Here is my next step in my “coffee evolution.” I must get a gram scale to properly prepare whatever the method of brewing coffee. Whether we are discussing French Press, vacuum, or espresso or even old fashioned “drip” and the list goes forward. I think that is what I am going to ask for Christmas. Some fantastic tulip shaped 6 oz cappuccino cups and a good gram scale that will work with “tare” weights, as well.

In the mean time, enjoy this short video on Jim’s french press method. It is a learning experience. I mainly stick to Mr. Prince’s method: Boil your water and as soon as it is boiling pour it over the fresh (seconds old) grinds in the press. Let it steep for two minutes and stir. After two more minutes (4 minutes total) you push the shaft on the press and pour yourself a cup :). Real easy!
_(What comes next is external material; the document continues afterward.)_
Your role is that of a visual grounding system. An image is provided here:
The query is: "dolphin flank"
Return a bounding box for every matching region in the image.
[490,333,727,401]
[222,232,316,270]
Videocast #2 – French Press Technique from James Hoffmann on Vimeo.

Illegal Immigration and Coffee…no politics, but good religion!

An Ethiopian, a Guatemalan, a South East Asian, a Panamanian and 2 lbs of espresso!

Nope, not illegal immigration, just good coffee!

I ran up to Raleigh tonight with the wife and kids and irritated Kevin @ Crema Coffee Roasters and his new assistant helper coffee fanatic Daniel!  After becoming completely overdosed on caffeine we left with about six lbs of coffee.

Review pending!  Cupping starts first thing in the morning! 🙂

Coffee that will shift Paradigms

I wrote about over a year ago and I still make references to it on this blog from time to time. Almost every single day somebody will say or write something that makes me think of it. It is currently the most searched words on my blog and the most overall viewed post in the year and a half history of this blog.

What am I talking about? Ethiopia Biloya.

Yesterday Jason Dominy and I were talking on the phone and he brought it up. It is just the darnedest thing you have had in your life. It is really undescribable.

Blueberry, chocolate, HONEY, and twenty nine other descriptors. Where we cupping coffee tainted with LSD?

Think about it for a moment: A coffee so special it was airlifted in airtight sealed bags strait from Ethiopia by FedEx! Then brought to the states and divided out amongst a few people who had literally paid the price and then for some reason a guy like George Holt to send it to me at no cost and just to see what I would say. Sharing the experience. Trying to blow peoples minds. What an incredible person George is to share something so special with complete strangers. He converted my wife from never wanting to touch “that nasty mess” to desiring it every morning and evening, as if it were “a walk with God.” Don’t get me wrong, she won’t touch even the best mediocre coffee. Oh no, George started my wife on high grade crack and we can’t have just any ol’ coffee now. We have to have the Ethiopian Yirgs, Sidamo, Idido, Kenya Kongocho, and on and on. Cup of Excellence out of the Americas will do and if you say $B my wife will laugh at you harshly to your face. She is a snob! All because of, at the most, three cups of coffee that changed her entire concept of what coffee is and more importantly is not.

That is what I love about great coffee.